1.7 Billion Digits Of Pi On CD
H0ek writes "Not that there is any use for this whatsoever, but there is a torrent available for 1.7 billion digits of pi on a CD. The data is everything after the '3.' on one line, bzipped. There are a couple of the Cygwin tools on the disk as well as source for a small search tool (because grep just didn't cut it this time). Inside the ISO there's links to the source of the data, in case you want the rest of the 4.2 billion digits available. Wear your geek badge with pride! Be the first kid on your block to have the entire set!"
What? They couldn't fit the '3' on the disc???
00101010
I had the same thought. To put it in dirt-simple terms, they're only using 10 out of the 256 possible values in every byte, due to the ASCII encoding.
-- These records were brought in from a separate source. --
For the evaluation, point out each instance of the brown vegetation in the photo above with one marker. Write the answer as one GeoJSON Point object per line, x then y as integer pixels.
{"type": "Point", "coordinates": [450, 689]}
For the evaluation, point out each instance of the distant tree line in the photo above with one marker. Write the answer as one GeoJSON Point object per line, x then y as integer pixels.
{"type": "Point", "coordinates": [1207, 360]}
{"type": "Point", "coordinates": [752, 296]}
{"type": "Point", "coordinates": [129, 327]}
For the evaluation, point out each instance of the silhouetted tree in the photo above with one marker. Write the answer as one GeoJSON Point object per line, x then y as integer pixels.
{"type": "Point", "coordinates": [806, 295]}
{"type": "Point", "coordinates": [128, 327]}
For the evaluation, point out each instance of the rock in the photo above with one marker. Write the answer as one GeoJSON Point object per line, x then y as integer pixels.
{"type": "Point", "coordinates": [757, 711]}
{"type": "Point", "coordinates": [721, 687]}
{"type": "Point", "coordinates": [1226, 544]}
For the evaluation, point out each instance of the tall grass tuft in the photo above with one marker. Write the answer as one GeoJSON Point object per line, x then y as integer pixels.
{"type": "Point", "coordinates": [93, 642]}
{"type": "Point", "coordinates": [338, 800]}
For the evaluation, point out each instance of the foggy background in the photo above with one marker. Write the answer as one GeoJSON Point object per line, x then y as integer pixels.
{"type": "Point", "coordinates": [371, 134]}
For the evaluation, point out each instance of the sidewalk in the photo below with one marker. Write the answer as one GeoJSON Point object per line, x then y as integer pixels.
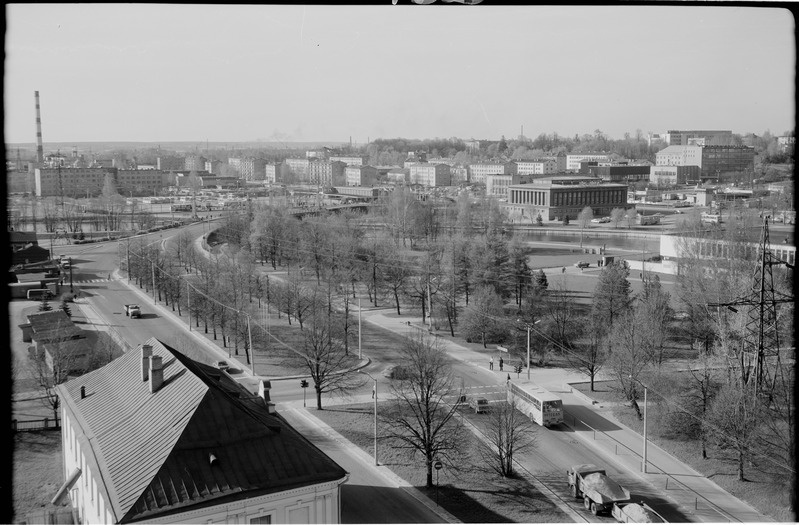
{"type": "Point", "coordinates": [697, 496]}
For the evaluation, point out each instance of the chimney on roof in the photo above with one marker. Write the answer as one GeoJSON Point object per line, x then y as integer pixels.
{"type": "Point", "coordinates": [146, 352]}
{"type": "Point", "coordinates": [156, 373]}
{"type": "Point", "coordinates": [263, 393]}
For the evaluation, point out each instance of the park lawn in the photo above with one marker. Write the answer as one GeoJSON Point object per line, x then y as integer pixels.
{"type": "Point", "coordinates": [37, 471]}
{"type": "Point", "coordinates": [472, 493]}
{"type": "Point", "coordinates": [760, 491]}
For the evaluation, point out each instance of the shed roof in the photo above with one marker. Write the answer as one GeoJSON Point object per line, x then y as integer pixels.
{"type": "Point", "coordinates": [153, 449]}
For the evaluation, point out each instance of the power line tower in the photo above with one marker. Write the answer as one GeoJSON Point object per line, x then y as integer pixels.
{"type": "Point", "coordinates": [760, 357]}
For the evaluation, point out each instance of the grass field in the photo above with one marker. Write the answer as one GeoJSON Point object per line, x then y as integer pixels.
{"type": "Point", "coordinates": [770, 498]}
{"type": "Point", "coordinates": [472, 493]}
{"type": "Point", "coordinates": [37, 473]}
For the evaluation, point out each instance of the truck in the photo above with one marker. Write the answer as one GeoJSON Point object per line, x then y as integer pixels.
{"type": "Point", "coordinates": [635, 513]}
{"type": "Point", "coordinates": [133, 311]}
{"type": "Point", "coordinates": [598, 491]}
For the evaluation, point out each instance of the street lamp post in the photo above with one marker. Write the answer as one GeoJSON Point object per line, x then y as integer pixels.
{"type": "Point", "coordinates": [529, 327]}
{"type": "Point", "coordinates": [374, 396]}
{"type": "Point", "coordinates": [643, 463]}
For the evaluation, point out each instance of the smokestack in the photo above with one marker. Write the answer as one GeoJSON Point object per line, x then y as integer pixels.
{"type": "Point", "coordinates": [156, 373]}
{"type": "Point", "coordinates": [146, 352]}
{"type": "Point", "coordinates": [39, 148]}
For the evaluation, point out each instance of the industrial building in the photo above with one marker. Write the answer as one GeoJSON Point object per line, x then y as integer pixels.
{"type": "Point", "coordinates": [554, 198]}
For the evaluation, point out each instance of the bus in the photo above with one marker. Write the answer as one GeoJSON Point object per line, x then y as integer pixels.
{"type": "Point", "coordinates": [541, 405]}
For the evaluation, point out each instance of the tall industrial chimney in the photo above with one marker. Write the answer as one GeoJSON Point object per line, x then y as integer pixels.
{"type": "Point", "coordinates": [39, 148]}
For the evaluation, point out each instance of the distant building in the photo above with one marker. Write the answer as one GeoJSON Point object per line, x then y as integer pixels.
{"type": "Point", "coordinates": [272, 172]}
{"type": "Point", "coordinates": [398, 176]}
{"type": "Point", "coordinates": [573, 160]}
{"type": "Point", "coordinates": [252, 169]}
{"type": "Point", "coordinates": [620, 173]}
{"type": "Point", "coordinates": [141, 182]}
{"type": "Point", "coordinates": [674, 175]}
{"type": "Point", "coordinates": [554, 198]}
{"type": "Point", "coordinates": [479, 171]}
{"type": "Point", "coordinates": [351, 160]}
{"type": "Point", "coordinates": [431, 175]}
{"type": "Point", "coordinates": [155, 436]}
{"type": "Point", "coordinates": [713, 161]}
{"type": "Point", "coordinates": [326, 172]}
{"type": "Point", "coordinates": [299, 168]}
{"type": "Point", "coordinates": [497, 185]}
{"type": "Point", "coordinates": [361, 175]}
{"type": "Point", "coordinates": [537, 167]}
{"type": "Point", "coordinates": [71, 182]}
{"type": "Point", "coordinates": [167, 163]}
{"type": "Point", "coordinates": [194, 163]}
{"type": "Point", "coordinates": [708, 137]}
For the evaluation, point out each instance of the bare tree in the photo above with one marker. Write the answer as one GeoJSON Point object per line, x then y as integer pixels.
{"type": "Point", "coordinates": [326, 359]}
{"type": "Point", "coordinates": [508, 431]}
{"type": "Point", "coordinates": [734, 421]}
{"type": "Point", "coordinates": [422, 418]}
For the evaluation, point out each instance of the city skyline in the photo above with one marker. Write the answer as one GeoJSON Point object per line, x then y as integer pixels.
{"type": "Point", "coordinates": [312, 73]}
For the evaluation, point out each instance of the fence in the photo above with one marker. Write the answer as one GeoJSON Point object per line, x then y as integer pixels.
{"type": "Point", "coordinates": [34, 425]}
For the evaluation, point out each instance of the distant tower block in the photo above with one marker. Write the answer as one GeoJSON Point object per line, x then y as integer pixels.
{"type": "Point", "coordinates": [39, 148]}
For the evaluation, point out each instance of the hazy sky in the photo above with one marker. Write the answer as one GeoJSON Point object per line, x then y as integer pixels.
{"type": "Point", "coordinates": [150, 72]}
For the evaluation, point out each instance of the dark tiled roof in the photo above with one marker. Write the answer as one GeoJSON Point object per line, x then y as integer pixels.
{"type": "Point", "coordinates": [153, 448]}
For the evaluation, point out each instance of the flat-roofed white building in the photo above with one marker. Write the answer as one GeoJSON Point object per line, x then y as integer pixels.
{"type": "Point", "coordinates": [428, 174]}
{"type": "Point", "coordinates": [573, 160]}
{"type": "Point", "coordinates": [479, 170]}
{"type": "Point", "coordinates": [536, 167]}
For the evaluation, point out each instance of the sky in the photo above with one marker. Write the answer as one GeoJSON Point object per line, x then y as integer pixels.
{"type": "Point", "coordinates": [222, 73]}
This is how bzip2 is able to find any redundancy; pi itself has none.[*]
So the best compression ratio (just compressed size/uncompressed size, right? so lower is better) is ln(10) / ln(256) = 41.5%. On a 700 MiB CD with no filesystem and nothing but pi, this means 700 * 2^20 / ln(256) * ln(10) = 1.77 billion digits (1767655840, with almost room for one more).
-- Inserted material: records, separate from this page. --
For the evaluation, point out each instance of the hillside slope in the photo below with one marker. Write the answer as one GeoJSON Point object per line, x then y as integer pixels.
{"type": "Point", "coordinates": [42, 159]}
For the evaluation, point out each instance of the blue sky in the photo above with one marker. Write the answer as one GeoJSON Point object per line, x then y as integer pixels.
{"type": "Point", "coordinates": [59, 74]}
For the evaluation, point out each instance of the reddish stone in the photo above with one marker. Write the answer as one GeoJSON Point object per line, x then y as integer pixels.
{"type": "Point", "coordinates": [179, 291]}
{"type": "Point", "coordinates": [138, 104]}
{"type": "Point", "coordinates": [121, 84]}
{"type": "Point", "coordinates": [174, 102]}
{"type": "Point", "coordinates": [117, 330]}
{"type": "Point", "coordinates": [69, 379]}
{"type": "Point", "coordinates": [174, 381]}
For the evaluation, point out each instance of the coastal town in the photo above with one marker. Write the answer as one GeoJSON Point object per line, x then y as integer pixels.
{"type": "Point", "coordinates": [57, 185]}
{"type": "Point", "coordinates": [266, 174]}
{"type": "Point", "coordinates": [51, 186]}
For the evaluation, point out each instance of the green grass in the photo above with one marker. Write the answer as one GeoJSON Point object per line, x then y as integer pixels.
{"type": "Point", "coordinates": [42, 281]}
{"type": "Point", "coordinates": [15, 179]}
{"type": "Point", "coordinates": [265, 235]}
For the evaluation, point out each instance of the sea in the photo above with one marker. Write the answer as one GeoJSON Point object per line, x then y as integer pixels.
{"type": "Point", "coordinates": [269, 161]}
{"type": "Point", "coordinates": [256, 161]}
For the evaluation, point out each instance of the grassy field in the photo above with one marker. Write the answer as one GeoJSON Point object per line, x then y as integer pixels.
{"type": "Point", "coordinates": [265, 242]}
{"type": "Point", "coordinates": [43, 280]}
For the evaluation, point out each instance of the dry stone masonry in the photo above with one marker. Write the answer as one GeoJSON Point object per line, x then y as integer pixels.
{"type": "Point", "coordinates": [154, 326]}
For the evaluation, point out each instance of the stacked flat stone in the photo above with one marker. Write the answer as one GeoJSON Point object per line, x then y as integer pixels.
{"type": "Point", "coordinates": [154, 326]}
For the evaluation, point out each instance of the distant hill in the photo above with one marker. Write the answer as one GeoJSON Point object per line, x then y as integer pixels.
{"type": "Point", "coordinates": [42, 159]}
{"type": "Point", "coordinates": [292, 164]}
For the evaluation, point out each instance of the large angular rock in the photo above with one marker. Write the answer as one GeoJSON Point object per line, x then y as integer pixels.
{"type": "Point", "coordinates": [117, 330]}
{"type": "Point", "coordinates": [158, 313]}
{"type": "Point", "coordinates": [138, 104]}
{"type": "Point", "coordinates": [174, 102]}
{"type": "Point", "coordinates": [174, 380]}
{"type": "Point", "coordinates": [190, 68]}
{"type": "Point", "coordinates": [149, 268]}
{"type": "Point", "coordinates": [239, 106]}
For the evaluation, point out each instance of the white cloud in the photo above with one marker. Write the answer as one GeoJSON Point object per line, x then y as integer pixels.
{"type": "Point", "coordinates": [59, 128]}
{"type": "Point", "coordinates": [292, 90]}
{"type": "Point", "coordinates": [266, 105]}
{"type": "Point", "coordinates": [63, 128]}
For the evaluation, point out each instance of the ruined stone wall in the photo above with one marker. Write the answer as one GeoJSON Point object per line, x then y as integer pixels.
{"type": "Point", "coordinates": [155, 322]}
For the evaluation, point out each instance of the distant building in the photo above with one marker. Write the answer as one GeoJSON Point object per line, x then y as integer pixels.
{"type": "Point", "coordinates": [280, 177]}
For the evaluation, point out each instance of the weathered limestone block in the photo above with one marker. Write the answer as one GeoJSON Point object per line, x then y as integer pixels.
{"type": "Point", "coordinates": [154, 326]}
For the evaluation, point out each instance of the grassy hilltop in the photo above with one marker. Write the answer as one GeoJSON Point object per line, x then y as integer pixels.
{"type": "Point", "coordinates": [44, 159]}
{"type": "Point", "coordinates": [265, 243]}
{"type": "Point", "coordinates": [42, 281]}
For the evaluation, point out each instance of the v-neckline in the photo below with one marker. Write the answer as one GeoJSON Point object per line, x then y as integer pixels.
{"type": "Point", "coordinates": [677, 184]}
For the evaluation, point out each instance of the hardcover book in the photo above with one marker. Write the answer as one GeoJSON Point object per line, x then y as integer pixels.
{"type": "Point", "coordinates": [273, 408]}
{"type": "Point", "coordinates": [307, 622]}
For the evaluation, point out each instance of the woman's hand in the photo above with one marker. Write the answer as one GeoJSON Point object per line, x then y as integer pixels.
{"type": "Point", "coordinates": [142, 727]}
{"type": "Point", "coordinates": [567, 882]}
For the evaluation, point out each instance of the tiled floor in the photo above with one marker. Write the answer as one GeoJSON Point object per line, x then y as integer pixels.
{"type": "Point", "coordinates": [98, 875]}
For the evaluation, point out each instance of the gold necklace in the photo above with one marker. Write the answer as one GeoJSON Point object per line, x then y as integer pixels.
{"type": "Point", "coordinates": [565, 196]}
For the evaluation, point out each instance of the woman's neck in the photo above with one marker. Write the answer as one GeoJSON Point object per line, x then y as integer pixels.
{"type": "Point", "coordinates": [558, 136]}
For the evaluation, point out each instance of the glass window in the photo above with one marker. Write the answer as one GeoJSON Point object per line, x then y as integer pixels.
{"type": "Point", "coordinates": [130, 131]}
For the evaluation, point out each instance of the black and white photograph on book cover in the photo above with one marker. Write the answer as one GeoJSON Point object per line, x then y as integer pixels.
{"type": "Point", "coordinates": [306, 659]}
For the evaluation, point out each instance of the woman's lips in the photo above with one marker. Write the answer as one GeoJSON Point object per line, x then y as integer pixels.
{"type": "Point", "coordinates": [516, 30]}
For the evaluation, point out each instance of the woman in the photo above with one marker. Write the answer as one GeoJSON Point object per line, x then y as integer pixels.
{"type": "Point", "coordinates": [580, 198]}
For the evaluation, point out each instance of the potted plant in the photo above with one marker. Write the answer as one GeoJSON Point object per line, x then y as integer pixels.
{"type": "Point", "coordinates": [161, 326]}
You'd do better than bzip2 by just using fixed blocks of N bytes to represent M digits. (Larger choices would get you closer to that best ratio; lower choices would less work to decode each block, which might make seeking more practical and reduce memory requirements.) This would be superior to bzip2 in that it'd get somewhat better compression, use a lot less CPU time, and be seekable. You could encode and decode with a one-line Perl script.
[*] - I suppose you could simply include the algorithm they used to generate the digits...but it'd take a long time to run, negating the whole point of putting pi on a CD.